The IEC 80000-13 standard introduced the binary prefixes (KiB, MiB, etc.) specifically to end the long-standing confusion between the two systems. In practice, storage manufacturers and network speeds use decimal units, while RAM and many operating systems report capacity in binary units.
FAQ
Why does my drive show fewer GB than advertised? Manufacturers count in decimal (1 GB = 1,000,000,000 bytes) while your OS counts in binary (1 GB = 1,073,741,824 bytes), so the same drive looks smaller on screen.

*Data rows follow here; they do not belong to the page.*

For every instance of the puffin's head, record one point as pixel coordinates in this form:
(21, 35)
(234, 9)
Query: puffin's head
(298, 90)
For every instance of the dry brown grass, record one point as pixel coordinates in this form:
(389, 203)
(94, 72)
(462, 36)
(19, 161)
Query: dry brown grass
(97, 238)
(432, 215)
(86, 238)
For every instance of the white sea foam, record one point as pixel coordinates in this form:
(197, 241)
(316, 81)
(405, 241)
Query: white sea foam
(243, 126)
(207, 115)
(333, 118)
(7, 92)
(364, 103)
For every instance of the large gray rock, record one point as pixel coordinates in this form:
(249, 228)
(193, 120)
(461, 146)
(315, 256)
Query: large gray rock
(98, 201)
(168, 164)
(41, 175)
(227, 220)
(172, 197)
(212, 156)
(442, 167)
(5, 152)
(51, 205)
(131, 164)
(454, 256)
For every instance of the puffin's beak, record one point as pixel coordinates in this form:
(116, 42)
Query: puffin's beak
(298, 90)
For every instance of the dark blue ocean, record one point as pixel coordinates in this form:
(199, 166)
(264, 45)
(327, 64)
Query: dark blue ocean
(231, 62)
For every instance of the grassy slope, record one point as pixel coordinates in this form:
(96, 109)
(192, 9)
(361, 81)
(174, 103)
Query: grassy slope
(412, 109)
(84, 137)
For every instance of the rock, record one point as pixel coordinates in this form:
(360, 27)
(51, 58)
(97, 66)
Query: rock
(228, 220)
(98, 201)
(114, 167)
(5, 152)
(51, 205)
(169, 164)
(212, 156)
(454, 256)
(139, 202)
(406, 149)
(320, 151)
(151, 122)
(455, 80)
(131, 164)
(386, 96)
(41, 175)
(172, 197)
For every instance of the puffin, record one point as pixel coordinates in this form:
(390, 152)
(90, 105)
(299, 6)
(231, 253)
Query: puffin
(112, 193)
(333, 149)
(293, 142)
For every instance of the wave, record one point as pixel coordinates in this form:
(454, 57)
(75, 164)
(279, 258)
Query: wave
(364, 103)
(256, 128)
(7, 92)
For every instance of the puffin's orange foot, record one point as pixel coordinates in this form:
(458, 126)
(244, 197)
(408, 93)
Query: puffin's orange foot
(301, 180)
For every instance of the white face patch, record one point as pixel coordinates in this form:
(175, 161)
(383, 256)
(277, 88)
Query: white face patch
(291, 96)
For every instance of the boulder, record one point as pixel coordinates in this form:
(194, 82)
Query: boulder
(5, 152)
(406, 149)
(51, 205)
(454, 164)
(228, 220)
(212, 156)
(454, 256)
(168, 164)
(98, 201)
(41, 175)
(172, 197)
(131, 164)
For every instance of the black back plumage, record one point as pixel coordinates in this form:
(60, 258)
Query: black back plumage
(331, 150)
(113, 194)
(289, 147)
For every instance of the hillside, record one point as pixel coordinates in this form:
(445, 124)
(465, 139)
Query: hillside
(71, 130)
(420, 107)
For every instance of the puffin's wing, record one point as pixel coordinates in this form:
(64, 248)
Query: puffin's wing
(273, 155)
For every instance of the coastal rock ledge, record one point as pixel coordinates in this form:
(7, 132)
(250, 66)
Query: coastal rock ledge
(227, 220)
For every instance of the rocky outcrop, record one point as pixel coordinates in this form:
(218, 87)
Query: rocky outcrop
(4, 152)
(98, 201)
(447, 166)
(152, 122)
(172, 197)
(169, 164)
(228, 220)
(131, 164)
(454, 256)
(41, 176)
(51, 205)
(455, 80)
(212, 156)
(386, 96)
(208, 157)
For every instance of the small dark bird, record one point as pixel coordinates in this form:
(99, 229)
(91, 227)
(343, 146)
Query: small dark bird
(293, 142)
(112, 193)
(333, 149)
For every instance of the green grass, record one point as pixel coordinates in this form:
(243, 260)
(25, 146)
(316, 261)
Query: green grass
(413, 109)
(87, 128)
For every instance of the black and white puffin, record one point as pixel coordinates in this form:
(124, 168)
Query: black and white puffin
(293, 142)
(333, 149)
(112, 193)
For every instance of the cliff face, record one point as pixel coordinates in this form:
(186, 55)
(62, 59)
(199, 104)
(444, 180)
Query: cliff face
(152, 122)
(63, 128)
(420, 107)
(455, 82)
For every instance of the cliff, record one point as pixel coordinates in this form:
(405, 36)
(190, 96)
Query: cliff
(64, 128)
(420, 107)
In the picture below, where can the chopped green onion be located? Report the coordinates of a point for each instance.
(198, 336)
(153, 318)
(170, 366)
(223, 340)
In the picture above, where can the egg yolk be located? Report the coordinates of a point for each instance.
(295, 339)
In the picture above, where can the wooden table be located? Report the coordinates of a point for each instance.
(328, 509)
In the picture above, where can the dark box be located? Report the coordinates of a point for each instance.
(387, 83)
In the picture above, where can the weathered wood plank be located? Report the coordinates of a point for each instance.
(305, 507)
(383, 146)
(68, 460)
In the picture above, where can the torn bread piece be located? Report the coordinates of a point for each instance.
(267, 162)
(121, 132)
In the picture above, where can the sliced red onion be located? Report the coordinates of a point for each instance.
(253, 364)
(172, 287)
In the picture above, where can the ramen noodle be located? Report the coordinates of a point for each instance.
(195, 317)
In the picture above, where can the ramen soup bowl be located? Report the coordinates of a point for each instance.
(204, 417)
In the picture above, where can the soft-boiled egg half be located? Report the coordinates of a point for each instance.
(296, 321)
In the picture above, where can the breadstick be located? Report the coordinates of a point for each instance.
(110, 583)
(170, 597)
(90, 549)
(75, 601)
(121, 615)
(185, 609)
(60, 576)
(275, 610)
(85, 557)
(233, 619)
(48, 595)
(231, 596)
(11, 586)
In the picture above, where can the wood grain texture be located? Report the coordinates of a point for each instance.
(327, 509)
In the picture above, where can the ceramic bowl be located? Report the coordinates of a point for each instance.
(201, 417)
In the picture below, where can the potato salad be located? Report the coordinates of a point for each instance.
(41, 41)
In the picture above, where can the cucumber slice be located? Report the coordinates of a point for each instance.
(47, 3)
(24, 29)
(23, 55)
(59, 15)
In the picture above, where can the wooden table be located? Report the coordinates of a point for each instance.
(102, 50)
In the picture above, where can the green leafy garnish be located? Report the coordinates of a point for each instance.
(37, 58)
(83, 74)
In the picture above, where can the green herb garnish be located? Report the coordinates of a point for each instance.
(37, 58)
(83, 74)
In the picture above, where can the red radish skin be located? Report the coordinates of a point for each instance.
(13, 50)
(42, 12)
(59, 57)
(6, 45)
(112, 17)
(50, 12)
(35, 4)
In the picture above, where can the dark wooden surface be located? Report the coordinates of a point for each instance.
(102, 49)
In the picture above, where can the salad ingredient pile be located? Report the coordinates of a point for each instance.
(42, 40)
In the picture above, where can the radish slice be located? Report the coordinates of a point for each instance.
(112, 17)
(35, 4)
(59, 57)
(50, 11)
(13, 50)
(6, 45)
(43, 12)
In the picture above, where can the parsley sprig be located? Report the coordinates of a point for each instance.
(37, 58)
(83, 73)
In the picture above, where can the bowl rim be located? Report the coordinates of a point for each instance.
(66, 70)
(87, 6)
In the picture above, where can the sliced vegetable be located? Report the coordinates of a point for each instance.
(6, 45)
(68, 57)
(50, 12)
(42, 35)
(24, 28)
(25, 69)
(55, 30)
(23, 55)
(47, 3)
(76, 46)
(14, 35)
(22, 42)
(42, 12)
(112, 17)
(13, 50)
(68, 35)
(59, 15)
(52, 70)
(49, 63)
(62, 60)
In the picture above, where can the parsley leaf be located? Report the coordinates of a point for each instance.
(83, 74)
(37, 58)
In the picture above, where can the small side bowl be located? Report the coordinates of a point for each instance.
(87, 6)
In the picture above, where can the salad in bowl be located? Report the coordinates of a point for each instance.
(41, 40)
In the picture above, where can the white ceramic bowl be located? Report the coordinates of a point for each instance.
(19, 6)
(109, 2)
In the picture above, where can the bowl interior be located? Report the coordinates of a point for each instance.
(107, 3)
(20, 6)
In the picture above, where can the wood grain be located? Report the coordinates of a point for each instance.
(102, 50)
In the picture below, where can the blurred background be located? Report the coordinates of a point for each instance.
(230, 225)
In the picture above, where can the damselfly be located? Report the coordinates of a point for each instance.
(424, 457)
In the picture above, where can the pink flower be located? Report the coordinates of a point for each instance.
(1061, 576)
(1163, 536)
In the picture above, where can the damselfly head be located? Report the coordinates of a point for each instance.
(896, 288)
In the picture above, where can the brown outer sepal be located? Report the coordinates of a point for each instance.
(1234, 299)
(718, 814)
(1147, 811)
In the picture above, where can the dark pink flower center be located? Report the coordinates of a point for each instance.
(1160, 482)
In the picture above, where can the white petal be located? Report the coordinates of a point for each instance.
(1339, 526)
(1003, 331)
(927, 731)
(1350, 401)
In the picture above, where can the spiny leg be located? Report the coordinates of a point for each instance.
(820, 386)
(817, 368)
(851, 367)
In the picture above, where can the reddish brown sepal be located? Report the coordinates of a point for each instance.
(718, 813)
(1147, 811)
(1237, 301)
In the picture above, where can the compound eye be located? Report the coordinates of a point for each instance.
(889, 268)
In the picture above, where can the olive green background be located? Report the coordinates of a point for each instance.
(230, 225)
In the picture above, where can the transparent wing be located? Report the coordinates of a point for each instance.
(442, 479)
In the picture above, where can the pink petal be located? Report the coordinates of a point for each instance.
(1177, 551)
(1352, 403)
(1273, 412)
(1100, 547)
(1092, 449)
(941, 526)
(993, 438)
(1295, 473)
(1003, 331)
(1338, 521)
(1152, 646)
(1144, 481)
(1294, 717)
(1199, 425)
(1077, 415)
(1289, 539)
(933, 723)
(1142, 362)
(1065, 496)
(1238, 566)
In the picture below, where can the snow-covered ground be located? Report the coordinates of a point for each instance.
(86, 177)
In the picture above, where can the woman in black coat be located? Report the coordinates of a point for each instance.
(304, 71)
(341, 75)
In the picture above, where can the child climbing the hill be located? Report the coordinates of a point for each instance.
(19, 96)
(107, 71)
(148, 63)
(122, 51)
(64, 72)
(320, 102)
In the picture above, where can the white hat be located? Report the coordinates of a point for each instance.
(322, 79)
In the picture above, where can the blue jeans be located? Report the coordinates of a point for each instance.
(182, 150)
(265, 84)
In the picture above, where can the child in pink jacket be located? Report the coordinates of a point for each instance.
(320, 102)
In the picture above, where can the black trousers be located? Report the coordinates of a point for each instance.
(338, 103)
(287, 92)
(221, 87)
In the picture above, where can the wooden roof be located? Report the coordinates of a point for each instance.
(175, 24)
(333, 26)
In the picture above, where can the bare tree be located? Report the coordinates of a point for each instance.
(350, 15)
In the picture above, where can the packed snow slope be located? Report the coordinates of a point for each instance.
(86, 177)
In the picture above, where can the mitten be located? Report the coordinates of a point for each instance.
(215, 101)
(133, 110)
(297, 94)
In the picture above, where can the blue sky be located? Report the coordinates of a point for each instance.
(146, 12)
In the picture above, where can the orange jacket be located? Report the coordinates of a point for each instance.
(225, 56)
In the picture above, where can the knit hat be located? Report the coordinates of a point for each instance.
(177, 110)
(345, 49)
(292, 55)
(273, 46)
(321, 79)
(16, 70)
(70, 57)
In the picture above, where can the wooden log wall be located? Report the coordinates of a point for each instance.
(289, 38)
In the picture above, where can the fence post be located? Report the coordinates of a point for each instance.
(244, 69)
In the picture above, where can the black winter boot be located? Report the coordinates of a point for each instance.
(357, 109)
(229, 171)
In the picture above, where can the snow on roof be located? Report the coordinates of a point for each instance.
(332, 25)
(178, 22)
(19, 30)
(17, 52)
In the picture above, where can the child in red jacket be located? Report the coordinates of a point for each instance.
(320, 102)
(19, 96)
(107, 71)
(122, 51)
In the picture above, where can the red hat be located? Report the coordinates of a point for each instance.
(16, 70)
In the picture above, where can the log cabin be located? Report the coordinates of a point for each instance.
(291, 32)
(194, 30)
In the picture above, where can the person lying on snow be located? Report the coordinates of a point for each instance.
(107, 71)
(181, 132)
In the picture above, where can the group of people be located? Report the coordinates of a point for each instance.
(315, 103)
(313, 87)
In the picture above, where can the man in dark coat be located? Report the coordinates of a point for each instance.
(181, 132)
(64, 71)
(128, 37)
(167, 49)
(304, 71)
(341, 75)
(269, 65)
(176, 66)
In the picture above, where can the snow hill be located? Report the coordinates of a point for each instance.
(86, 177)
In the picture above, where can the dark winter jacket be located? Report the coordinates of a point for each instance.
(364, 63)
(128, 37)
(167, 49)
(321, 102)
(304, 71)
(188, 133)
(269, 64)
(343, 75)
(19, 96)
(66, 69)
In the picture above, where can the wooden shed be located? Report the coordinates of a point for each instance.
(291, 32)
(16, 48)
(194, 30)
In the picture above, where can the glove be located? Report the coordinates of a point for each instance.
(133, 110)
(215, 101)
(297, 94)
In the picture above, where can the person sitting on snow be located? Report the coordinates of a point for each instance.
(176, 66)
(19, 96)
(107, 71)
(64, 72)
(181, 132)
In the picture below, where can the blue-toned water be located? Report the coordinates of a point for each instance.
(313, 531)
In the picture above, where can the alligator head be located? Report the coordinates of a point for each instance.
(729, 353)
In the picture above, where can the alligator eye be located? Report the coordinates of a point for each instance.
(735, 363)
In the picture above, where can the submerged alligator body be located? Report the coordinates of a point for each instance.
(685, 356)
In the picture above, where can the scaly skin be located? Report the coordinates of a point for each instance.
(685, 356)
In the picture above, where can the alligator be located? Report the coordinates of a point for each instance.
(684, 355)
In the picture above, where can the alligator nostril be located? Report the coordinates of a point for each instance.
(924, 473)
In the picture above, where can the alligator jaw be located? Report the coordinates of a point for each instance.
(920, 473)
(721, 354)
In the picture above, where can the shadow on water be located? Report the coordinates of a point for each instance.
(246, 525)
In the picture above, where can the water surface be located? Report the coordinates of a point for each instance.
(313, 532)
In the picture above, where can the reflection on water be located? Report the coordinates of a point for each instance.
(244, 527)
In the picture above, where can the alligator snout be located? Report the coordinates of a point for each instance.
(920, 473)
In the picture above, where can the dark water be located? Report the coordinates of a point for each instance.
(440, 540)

What is the difference between MB and MiB? A mebibyte (MiB) is exactly 1,048,576 bytes (binary). A megabyte (MB) is technically 1,000,000 bytes (decimal), though "MB" is often used loosely to mean MiB.
Which base should I choose? Use 1024 for file sizes and RAM, and 1000 for storage device capacity and data-transfer speeds.